RYU-TE

Ryu-te  is an Okinawan  founded by Seiyu Oyata (親田清勇). The word Ryu-te is actually an acronym meaning “Ryukyu Hand” with Ryukyu being a reference to the original name of Okinawa prior to it becoming part of Japan. Before 1995, Oyata referred to his style as Ryukyu Kempo, but eventually renamed it “Ryu-te” as Ryukyu Kempo was a reference to all styles originating in Okinawa rather than to any one particular style. Ryu-te emphasizes effective self-defense while deliberately minimizing the harm to the opponent. Its practitioners consider Ryu-te neither a sport nor a form of exercise, but rather a method of training the body and mind for the betterment of mankind.

Technically, Ryu-te is characterized by combining joint manipulation techniques “Tuite Jutsu” with effective strikes to the body’s weak points “Kyusho Jutsu”. These terms, which have become well known among martial artists, were originally introduced to the United States by Oyata in the early-1980s

Taika Seiyu Oyata is responsible for introducing  to the United States the esoteric (once considered secret) arts of original Okinawan karate: “Tuite Jutsu” and “Kyusho Jutsu”.

He is a descendent of Zana Oyakata, a high ranking official of the RyuKyu Kingdom, who was a hero in the Satsuma invasion of RyuKyu in 1609.

Taika Seiyu Oyata began his martial arts training at a very early age as he was shown the Okinawan form of Sumo, “Tegumi” by his father, Kana Oyata, who was the middle weight Tegumi Champion. During World War II he received instruction in Iaido, Kendo, and Judo. After World War II, he began training with Uhugushiku-no-tan-mei, a retired personal guard of the last king of the independent RyuKyu kingdom. The Uhugushiku family was noted for their martial art skills and served the Okinawan ruling class for many centuries. Uhugushiku was known as a “Kakurei Bushi”, ‘Hidden Warrior’, and did not teach outside of family lines or those with no direct connection to the warrior class of Okinawa.

Under Uhugushiku’s tutelage, Taika Oyata learned the principles of weapons fighting, weapons kata and the techniques and concepts of Tuite Jutsu, the secret grappling arts of original Karate. Uhugushiku introduced Taika Oyata to Wakinaguri a descendant from the ancient Chinese families sent to Okinawa as emissaries. Master Wakinaguri was a Chinese Martial Artist and was also a Bushi warrior. Master Wakinaguri was asked to teach Taika the art of vital point striking and pressure point striking, techniques for which Master Wakinaguri was renowned.
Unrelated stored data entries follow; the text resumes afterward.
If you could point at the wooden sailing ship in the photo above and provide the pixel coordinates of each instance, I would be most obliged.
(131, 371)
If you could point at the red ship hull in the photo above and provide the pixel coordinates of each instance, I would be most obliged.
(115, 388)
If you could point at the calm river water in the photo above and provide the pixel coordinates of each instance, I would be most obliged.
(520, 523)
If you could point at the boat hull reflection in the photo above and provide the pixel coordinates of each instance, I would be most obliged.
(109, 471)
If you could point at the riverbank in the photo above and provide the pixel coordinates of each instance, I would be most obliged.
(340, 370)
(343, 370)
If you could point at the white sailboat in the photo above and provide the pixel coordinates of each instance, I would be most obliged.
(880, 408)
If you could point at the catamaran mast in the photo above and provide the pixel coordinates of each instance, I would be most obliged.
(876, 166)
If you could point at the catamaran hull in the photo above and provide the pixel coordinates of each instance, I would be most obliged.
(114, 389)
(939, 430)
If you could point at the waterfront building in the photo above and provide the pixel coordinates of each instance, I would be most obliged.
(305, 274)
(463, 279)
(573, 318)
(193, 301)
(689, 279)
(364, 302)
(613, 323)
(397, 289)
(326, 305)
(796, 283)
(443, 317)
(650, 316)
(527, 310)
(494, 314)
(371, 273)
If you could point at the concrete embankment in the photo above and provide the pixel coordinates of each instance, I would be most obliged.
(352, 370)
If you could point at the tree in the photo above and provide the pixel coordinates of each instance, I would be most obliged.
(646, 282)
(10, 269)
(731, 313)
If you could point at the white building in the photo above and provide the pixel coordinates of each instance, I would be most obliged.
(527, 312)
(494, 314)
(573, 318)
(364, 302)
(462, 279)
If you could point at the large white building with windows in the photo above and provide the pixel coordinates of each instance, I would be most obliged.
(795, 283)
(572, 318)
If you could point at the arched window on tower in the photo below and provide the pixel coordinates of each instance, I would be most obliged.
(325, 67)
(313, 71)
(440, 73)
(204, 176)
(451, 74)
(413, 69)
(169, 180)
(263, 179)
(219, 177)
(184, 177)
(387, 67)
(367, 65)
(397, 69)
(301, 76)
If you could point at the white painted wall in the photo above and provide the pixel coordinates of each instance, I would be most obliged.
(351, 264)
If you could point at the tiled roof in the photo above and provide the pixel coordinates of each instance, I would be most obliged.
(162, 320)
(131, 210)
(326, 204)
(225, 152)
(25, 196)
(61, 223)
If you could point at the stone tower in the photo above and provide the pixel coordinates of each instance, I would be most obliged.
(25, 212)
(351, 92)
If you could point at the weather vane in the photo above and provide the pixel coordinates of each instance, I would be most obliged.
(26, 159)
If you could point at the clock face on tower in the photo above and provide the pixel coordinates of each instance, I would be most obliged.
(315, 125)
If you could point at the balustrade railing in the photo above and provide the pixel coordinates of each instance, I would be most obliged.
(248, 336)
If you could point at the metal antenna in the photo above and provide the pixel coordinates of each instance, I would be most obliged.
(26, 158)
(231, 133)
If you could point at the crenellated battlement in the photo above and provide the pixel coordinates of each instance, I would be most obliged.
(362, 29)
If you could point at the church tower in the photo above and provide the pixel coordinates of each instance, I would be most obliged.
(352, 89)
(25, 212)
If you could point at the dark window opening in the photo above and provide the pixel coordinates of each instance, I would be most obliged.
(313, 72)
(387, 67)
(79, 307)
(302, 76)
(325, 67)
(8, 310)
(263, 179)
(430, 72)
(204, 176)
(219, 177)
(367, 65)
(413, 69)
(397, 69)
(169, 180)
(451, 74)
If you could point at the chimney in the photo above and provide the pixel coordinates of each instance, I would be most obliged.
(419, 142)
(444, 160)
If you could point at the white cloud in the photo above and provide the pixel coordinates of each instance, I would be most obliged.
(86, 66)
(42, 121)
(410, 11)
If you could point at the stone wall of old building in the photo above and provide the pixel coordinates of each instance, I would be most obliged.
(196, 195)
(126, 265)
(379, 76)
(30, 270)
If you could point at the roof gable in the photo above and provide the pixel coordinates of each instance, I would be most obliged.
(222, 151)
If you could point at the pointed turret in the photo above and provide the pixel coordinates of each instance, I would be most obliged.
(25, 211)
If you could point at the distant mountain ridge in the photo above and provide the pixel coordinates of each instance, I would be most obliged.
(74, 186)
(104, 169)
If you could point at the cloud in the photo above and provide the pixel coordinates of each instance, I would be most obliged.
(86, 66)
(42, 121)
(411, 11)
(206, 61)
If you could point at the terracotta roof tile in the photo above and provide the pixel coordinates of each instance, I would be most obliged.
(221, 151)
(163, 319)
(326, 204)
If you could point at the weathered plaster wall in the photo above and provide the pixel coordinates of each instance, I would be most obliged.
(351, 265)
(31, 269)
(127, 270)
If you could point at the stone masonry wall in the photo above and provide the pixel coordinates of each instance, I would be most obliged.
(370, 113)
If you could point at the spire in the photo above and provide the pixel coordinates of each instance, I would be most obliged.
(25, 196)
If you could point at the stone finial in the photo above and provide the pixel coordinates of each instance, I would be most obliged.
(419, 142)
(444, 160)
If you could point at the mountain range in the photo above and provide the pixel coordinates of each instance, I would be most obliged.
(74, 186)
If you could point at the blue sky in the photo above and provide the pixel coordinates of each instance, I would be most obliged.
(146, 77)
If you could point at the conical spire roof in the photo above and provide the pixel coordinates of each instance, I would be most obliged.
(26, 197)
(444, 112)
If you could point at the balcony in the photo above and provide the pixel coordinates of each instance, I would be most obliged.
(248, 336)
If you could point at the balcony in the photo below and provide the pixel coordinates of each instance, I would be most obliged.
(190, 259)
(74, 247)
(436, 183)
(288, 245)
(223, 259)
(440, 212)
When Taika Oyata met him he noticed that all the fingers on Master Wakinaguri’s hands were the same lenght. This was due to many years of training by thrusting his hands into pumice.

Wakinaguri continued to instruct Taika Oyata in the principles of ancient martial arts, most notably, the pressure point strikes of Atemi Jutsu & Kyusho Jutsu. Neither Uhugushiku nor Wakinaguri had descendents to whom they could pass their art; therefore, Oyata became the inheritor of this knowledge.  Below is a photo of two ancient Okinawan gentlemen, and, although they cannot be confirmed to be Uhugushiku and Wakinaguri, they fit the description of those two retired Bushi. Note the fans worn in their Obi in the similar fashion as a Samurai sword and the umbrellas held in their hands which could be used very effectively for life protection. Uhugushiku was described as taller than the average Okinawan and Wakinaguri was described as short and stocky, both of these gentlemen fit those descriptions. Their Kimono also appears to be of a style worn by the Bushi class, “Wabi-Sabi” – under-stated elegance but with a utilitarian function.

After the deaths of Uhugushiku and Wakinaguri, Taika Oyata trained with Shigeru Nakamura Sensei (from whom he learned the 12 basic empty-hand kata that are taught in Ryu Shu Kan Karate) and Seikichi Uehara of (Motobu-ryu Udun-de – the royal form of Ryukyu Te  / “Tuite-Jutsu and Kyusho-Jutsu)

 Shigeru Nakamura

Seikichi Uehara of Motobu-ryu Udun-de

In 1977, Taiak Oyata established his headquarters in Kansas City, Kansas. In 1980, Oyata began to broaden the knowledge of the general martial arts public by introducing the concepts of Tuite Jutsu and Kyusho Jutsu throughout America and revitalized the way in which karate is taught and studied today.